Hiergegen erhob der Kläger Widerspruch. Zur Begründung führte er aus, er erfülle die Voraussetzungen für die Krankenversicherung der Rentner. Die Beklagte sei verpflichtet, auch seine Arbeitsjahre in der ehemaligen UdSSR zu berücksichtigen.
Mit Schreiben vom 11. Mai 2015 teilte die Beklagte dem Kläger mit, die Berechnung der notwendigen Vorversicherungszeit der Krankenversicherung der Rentner sei eine Vorgabe des Gesetzgebers und für alle Krankenkassen gleich geregelt.
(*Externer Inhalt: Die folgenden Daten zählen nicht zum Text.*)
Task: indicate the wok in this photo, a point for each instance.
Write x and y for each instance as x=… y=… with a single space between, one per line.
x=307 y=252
Beim Kläger ergäben sich Versicherungslücken in der Zeit vom 31. Juli bis 24. August 2009, vom 2. November 2012 bis 7. Oktober 2013 und vom 7. Juli bis 19. November 2014. Bei Vorlage weiterer Unterlagen werde sie erneut prüfen, ob die Voraussetzungen für eine Mitgliedschaft in der Krankenversicherung der Rentner vorlägen.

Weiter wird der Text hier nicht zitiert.